Em repercussão das ações anunciadas pela prefeitura na segunda-feira (26/2) para a população de rua, decorrente de um homicídio na noite de sábado (24/2) no bairro Rio Branco, o Comitê Pop Rua, constituído por representantes de órgãos governamentais e entidades da sociedade civil, assinou nota nesta terça (27/2) em que faz reparos aos encaminhamentos adotados pelo governo. O homicídio é atribuído por órgãos de segurança a uma pessoa “que vive em situação de rua” e a situação motivou a postagem de um vídeo pelo prefeito Adiló Didomenico no domingo (25/2), em que ele atribui o crime “a um elemento que, travestido de miserável, veio a Caxias com uma longa ficha de débito perante a Justiça”.
De pronto, a nota do comitê faz dois reparos centrais e essenciais: o órgão entende que o autor do crime “não é uma pessoa em situação de rua” e que ele é natural de Caxias, “residente e domiciliado em Caxias”, e assim não “veio a Caxias”, como disse o prefeito. A classificação como “pessoa que vive em situação de rua” é dos órgãos de segurança, e levou o prefeito a convocar para segunda-feira um gabinete de crise para tratar do tema das pessoas em situação de rua. Foi para “separar o joio do trigo”, frisou Adiló, como ele classifica a necessidade de diferenciar pessoas em situação de rua daquelas “em débito com a Justiça”.

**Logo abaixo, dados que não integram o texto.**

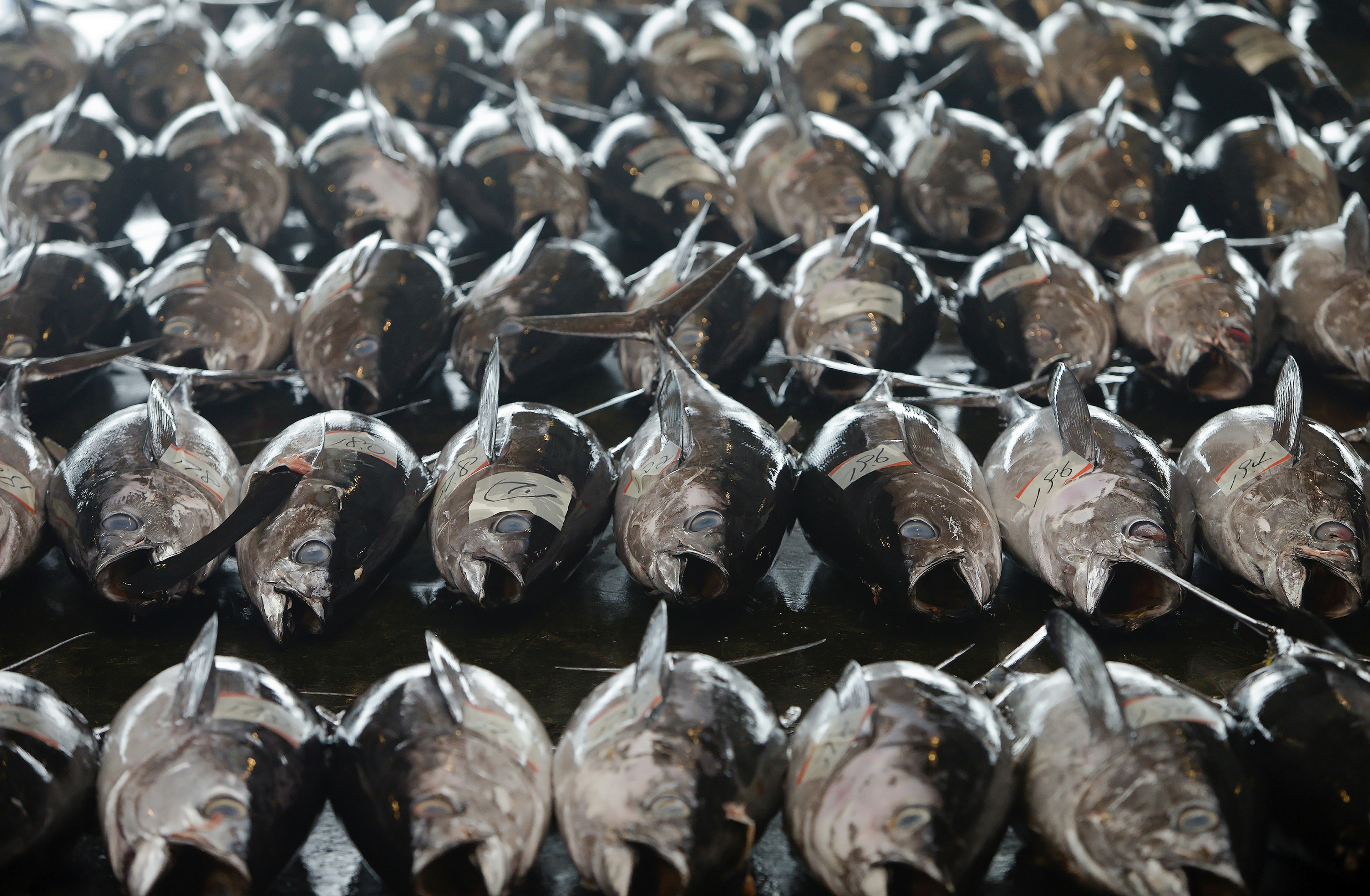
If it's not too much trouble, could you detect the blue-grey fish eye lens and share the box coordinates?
[100,514,142,532]
[686,510,724,532]
[295,538,333,563]
[899,516,937,538]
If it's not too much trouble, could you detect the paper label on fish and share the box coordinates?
[1222,25,1299,77]
[1014,451,1095,507]
[810,279,904,323]
[470,470,573,529]
[212,690,305,747]
[1217,441,1292,495]
[0,704,81,756]
[827,445,914,491]
[795,704,876,784]
[1122,695,1226,730]
[623,441,681,497]
[0,463,39,514]
[323,429,399,467]
[23,150,114,186]
[158,445,229,501]
[980,262,1051,302]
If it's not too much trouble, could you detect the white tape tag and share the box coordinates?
[159,445,229,501]
[214,690,305,747]
[795,704,876,784]
[1217,441,1290,495]
[323,429,399,467]
[470,470,571,529]
[623,441,681,497]
[0,704,80,756]
[1014,451,1095,507]
[827,445,914,491]
[980,262,1051,302]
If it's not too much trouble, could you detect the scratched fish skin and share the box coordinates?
[292,233,455,414]
[785,660,1014,896]
[618,241,781,389]
[587,112,756,251]
[440,104,590,240]
[295,107,438,248]
[1114,232,1277,401]
[552,608,786,896]
[792,382,1001,619]
[780,232,941,404]
[956,225,1117,384]
[237,411,427,644]
[633,0,767,133]
[92,3,226,137]
[429,401,615,608]
[733,112,893,248]
[996,625,1266,896]
[149,103,295,245]
[0,671,100,870]
[329,634,552,896]
[48,382,243,614]
[97,618,329,896]
[873,90,1041,252]
[451,232,623,388]
[0,93,147,244]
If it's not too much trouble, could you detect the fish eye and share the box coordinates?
[493,514,533,536]
[100,514,142,532]
[889,806,933,832]
[899,516,937,538]
[200,796,248,821]
[295,538,333,563]
[1174,806,1219,834]
[685,510,724,532]
[1313,521,1356,541]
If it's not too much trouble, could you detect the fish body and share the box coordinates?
[237,411,427,643]
[329,634,552,896]
[292,233,453,412]
[97,618,329,896]
[785,660,1014,896]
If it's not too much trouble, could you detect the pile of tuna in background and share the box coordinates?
[8,0,1370,896]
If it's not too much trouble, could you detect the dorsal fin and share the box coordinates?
[1047,610,1127,734]
[1341,193,1370,273]
[1051,362,1099,465]
[1273,355,1303,463]
[171,614,219,725]
[423,632,471,725]
[475,336,503,463]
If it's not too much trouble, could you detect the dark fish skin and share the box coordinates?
[148,103,295,245]
[618,243,781,389]
[295,107,438,248]
[438,104,590,240]
[429,408,615,608]
[0,95,147,244]
[785,660,1014,896]
[0,671,100,869]
[292,233,453,414]
[92,3,225,137]
[799,385,1001,619]
[873,92,1041,252]
[97,618,329,896]
[451,234,623,388]
[219,4,357,145]
[585,112,756,251]
[1170,3,1352,127]
[362,12,485,127]
[329,634,552,896]
[780,0,905,115]
[633,0,767,133]
[237,411,427,643]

A vinculação do homicídio com as ações direcionadas às pessoas em situação de rua é inegável e ficou explícita, ainda que com a intenção de “separar o joio do trigo”, e causou a exposição dessa população perante a cidade. A nota do Comitê Pop Rua, então, puxa didaticamente, sem meias palavras, as orelhas da prefeitura. Inclusive, pede “responsabilidade”: “Este tema deve ser trabalhado com a devida responsabilidade e complexidade, evitando generalizações e culpabilizações errôneas (...). Relacionar a população em situação de rua ao aumento da criminalidade requer dados que deem sustentação a esse argumento”, diz o texto. Diz mais: “A veiculação exclusiva da criminalidade associada às pessoas em situação de rua gera desinformação e estimula preconceitos, o que não contribui com o processo de saída das ruas.” Essa consequência mencionada pelo comitê é real e inequívoca.
No calor dos fatos
O recadastramento anunciado pela prefeitura para a população de rua é importante, para fins de controle, para saber quem está nas ruas, bem como as abordagens e encaminhamentos começados na segunda-feira. A "desobstrução imediata da entrada de bancos, do passeio público e de locais que fornecem alimentos” aventada pelo prefeito em entrevista coletiva na segunda-feira para calçadas e outros espaços públicos, dito da maneira como foi dito, é perigosa, pois, como afirma a nota do Comitê Pop Rua, "podem desencadear posturas hostis".
Ficou a nítida sensação, nesse episódio, que os encaminhamentos, ações e manifestações foram feitas ainda "no calor dos fatos", o que não é bom conselheiro.
O que é o comitê, que assina a nota
O Comitê Pop Rua, que assina "nota de esclarecimento sobre notícias que relacionam a população de rua a crimes" é um órgão ampliado e paritário, com 22 integrantes, metade dos representantes do governo municipal e a outra metade, da sociedade civil. O nome por extenso é Comitê Intersetorial de Acompanhamento e Monitoramento da Política Municipal para a População em Situação de Rua. O órgão é coordenado pelo Centro Pop Rua, que é o Centro de Referência Especializado para População em Situação de Rua, órgão técnico e de linha de frente no trato com essa população, vinculado à Fundação de Assistência Social (FAS).
A prefeitura foi procurada na terça-feira pela reportagem para se posicionar sobre a nota, mas optou por não se manifestar.